Doctors have responsibilities to their employers, other medical professionals, and most importantly to their patients. Doctors make mistakes, however, after all, they are human. While some medical mistakes are easy to recognize, for example, a doctor negligently fails to diagnosis a terminal disease, there are other mistakes that are not easily identified, and in many instances, not even considered. One example is a doctor’s failure to fully and properly inform his/her patient of diagnosis, potential treatments, benefits, risks, and alternatives of care. A medical malpractice claim may exist against a medical professional for failing to obtain a patient’s informed consent before administering treatment or a procedure.
Understanding Informed Consent
Informed consent is a phrase used to describe the dialogue between patients and their doctors wherein the doctor obtains the patient’s permission before providing medical care. It requires that the doctor explain, so that the patient has a clear appreciation and understanding of the patient’s medical condition(s), the doctor’s diagnosis and assessment, recommendation for treatment, and the associated benefits and risks with the treatment. While there are variations state-to-state to the information doctors must provide to their patients, at a minimum, doctors must inform their patients regarding:
- The benefits and risks of treatment,
- The benefits and risks for refusing treatment,
- The process and purpose of the proposed treatments, and
- Alternatives to treatment.
One of the reasons for informed consent is that patients have the right to manage and make decisions about their medical care and are unable to do so without their doctor’s assistance. Another reason for informed consent is that it opens a dialogue between the patient and doctor about the patient’s medical care that may not otherwise occur.

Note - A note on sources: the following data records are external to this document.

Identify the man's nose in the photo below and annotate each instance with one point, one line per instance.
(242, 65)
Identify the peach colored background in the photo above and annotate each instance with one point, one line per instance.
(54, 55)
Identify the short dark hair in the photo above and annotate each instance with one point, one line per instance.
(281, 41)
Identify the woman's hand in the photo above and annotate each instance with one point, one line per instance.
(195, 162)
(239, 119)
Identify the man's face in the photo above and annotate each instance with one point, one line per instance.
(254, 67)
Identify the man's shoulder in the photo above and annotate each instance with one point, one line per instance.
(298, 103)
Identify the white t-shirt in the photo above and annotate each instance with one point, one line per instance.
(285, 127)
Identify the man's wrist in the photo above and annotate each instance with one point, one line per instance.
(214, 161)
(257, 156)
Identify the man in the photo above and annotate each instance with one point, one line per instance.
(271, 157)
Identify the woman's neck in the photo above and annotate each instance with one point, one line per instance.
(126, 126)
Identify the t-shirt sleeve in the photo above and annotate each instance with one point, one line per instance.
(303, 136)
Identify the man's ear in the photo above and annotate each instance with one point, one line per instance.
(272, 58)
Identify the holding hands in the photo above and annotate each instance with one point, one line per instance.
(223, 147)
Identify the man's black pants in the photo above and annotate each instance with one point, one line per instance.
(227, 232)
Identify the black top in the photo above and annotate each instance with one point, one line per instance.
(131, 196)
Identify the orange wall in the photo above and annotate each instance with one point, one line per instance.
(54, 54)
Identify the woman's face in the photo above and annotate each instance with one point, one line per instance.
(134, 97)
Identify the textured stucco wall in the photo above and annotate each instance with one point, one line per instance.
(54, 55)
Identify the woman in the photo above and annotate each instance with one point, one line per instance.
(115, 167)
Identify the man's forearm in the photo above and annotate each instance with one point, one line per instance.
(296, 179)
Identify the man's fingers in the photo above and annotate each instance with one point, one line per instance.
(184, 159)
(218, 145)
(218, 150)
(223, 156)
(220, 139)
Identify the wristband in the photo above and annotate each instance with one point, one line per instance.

Standard of Care and Medical Malpractice Claims
The doctor-patient relationship requires that doctors owe their patients a duty of care to exercise diligence, care, and skill that is expected of a competent doctor working under the same or similar circumstances. When a doctor breaches that duty of care, the doctor may be subject to a claim for medical malpractice. As discussed, claims against doctors for medical malpractice are not limited to mistakes made while treating or diagnosing patients. Included in this duty of care is the requirement that doctors provide information sufficient to obtain their patients informed consent.
Patients conducting their own due diligence into their medical care is one step in safeguarding against a doctor’s failure to provide critical information about the patient’s care and failure to obtain informed consent. Another step is to obtain a second opinion before agreeing to treatment. If treatment has already been provided, consult with a personal injury attorney experienced in medical malpractice to discuss whether a claim for failure to obtain informed consent exists against the medical professional.